Recently, one of our students was holding the club improperly. To be specific here is what our instruction immediately noticed some problems:
1) His lead thumb was too “short” causing hand hinge problems
2) His tail hand was rotated on top of the grip causing a trail hand / arm rotation
These problems were causing the following:
1) Lack of wrist action – loss of leverage
2) Lack of wrist action – loss of angles of approach into impact
3) Rotation of the club face opening into impact
4) Major losses of speed / unsold shots flying to right
Immediately the instruction staff pointed out his grip problem and, in our hands on approach of teaching, grabbed his hands to move them into the correct position.
Student: “Don’t change my grip. You can teach me whatever you want, but I don’t want to change my grip”
Instructor: “Well, I don’t know how to make you swing better if your hands are on the club incorrectly. I can’t fix your swing if your hands don’t let you wrists and arms move”
Student: “Well, when you move my grip, it feels bad and I hit it worse. So I don’t want to change my grip”.
You might be thinking that this is a rare situation and that students are usually more open to the suggestions of instruction. You might even think “If they paid all that money to go to the school, they should listen to the instruction” but you would be mistaken. This scenario is extremely common. Students often resist the instruction in many forms similar to this – this is what I consider the “Instructors Dilemma”. What i find equally interesting is that kids, new to the game, never resist instruction. They simply “DO” what you ask. Consequently, kids learn skills very rapidly.
So, let me ask you. What should the instructor do in this situation? Should he try to teach the student without making the change?
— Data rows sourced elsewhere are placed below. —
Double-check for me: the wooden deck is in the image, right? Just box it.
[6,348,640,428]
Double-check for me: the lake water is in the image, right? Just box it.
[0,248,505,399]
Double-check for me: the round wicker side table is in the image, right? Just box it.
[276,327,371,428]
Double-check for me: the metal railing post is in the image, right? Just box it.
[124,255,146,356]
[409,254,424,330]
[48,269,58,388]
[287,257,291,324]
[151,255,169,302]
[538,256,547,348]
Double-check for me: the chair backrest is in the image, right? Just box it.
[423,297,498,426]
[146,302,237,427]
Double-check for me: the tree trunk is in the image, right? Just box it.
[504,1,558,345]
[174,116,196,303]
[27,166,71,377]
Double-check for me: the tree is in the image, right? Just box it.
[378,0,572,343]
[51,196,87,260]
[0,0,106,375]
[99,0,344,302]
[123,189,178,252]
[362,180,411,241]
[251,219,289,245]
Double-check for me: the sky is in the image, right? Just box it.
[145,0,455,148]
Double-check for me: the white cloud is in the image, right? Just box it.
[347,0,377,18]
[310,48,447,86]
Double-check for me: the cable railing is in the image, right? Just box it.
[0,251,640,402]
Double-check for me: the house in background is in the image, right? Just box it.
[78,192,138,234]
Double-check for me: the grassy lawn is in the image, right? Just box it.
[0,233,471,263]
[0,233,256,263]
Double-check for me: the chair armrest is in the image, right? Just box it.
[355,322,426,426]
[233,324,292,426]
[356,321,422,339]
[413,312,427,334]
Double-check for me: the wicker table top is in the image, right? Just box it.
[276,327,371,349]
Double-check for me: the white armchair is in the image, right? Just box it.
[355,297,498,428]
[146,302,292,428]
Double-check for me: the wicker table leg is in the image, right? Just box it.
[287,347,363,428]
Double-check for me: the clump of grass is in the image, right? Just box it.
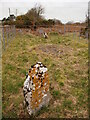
[52,90,60,99]
[59,81,64,87]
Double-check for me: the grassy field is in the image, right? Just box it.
[2,33,88,118]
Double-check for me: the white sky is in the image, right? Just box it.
[0,0,89,23]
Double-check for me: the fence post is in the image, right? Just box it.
[64,25,66,35]
[6,27,9,45]
[2,26,5,50]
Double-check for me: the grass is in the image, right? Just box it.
[2,33,88,118]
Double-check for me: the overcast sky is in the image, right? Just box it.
[0,0,89,23]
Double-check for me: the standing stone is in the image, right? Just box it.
[23,62,50,115]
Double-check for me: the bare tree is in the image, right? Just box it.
[26,4,44,23]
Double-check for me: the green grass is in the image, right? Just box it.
[2,33,88,118]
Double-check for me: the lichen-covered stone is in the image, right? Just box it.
[23,62,50,115]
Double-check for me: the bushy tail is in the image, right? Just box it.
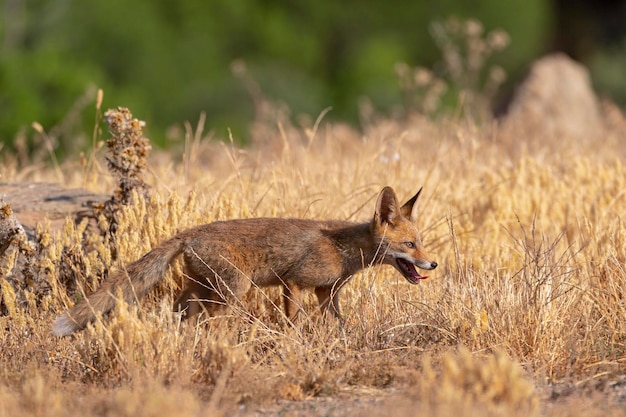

Should he walk away? Should he threaten the student?
There is a well known story about one of the most well known golf instructors – Harvey Penick. Mr. Penick was instructing an influential lawyer. Ten minutes into the lesson, as the lawyer was hitting balls, he turns and finds that Mr. Pennick has left the range. He looks everywhere but can’t find him. He walks into the golf shop where the head pro makes a call and the find that Mr. Pennick left the golf course and went home. When asked why he left, Mr. Pennick answered, “He wouldn’t listen”.